Over huevos rancheros at Los Burrito El Mariachi, Barth could not stop talking. His whole life, he confided
to Agatha, he'd been waiting for the iron to hiss, or the light to go on, or the furnace to ignite, or
whatever the expression was. Anyway, today's events had been the catalyst for something miraculous. Out
with the old, in with the new, Bartholomew Beanomore was embarking on a dream career - wedding plotter.

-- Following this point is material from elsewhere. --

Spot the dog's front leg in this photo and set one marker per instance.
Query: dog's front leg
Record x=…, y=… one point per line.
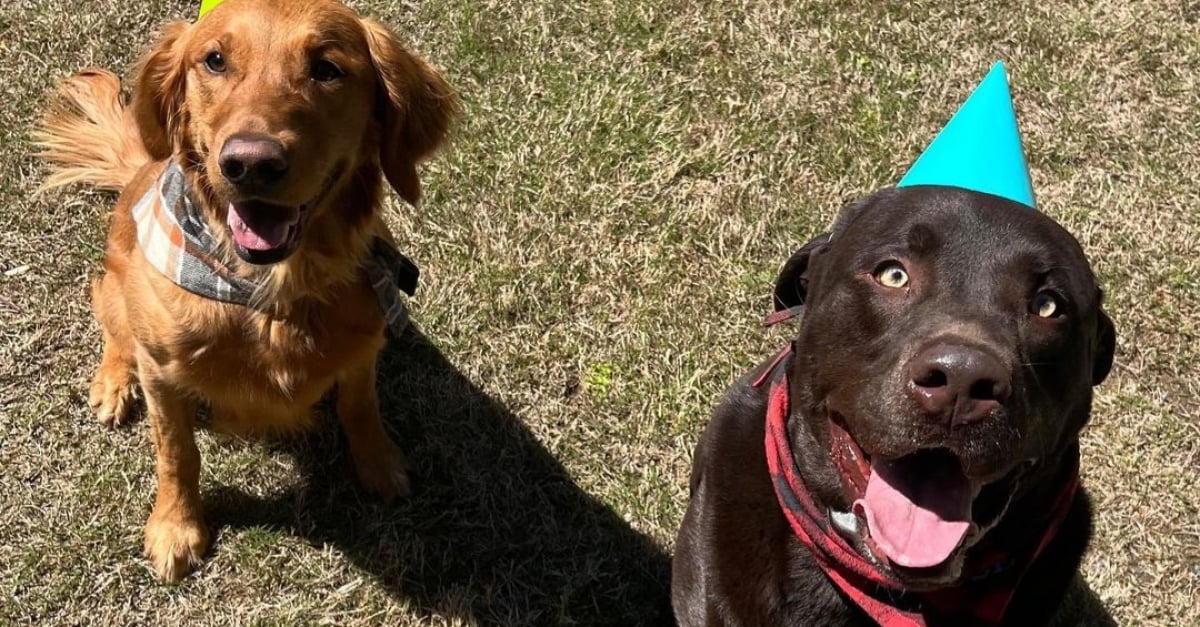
x=379, y=464
x=177, y=537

Not quite what Agatha had expected to hear, but as decorum demanded, she good-naturedly toasted the new Barth
and his future brides. However, in her heart she was a little saddened and somewhat envious.
Barth had found his calling. She knew it was only a matter of time before she would be left for another(s).
And she was right.
Within months, Barth had become so adept at detailing the necessities of the perfect wedding, the perfect
dress, the perfect accessories, and so on, that he was much in demand. His new-found adroitness had such
appeal to women that he was inundated with marriage proposals from potential brides and maids alike. His
new business, Wedding Wares, took off to such an extent that Idette from Gowns R Us was back cleaning
apartments - Barth's and several of his neighbors.
Agatha was not so fortunate. She failed to recognize an opportunity when she foresaw
one and remained idle and boring, with very little to converse about.
Barth, as foretold by Agatha who has startling but unrecognised psychic powers, now dines at Werawoffa's.
Agatha has breakfast in bed with her cats Reddy and Wading, who have even less to talk about and no psychic
powers whatsoever. But the three of them are comfortable and kind to one another, which, if you can't be
engaging and interesting, is not a bad second choice.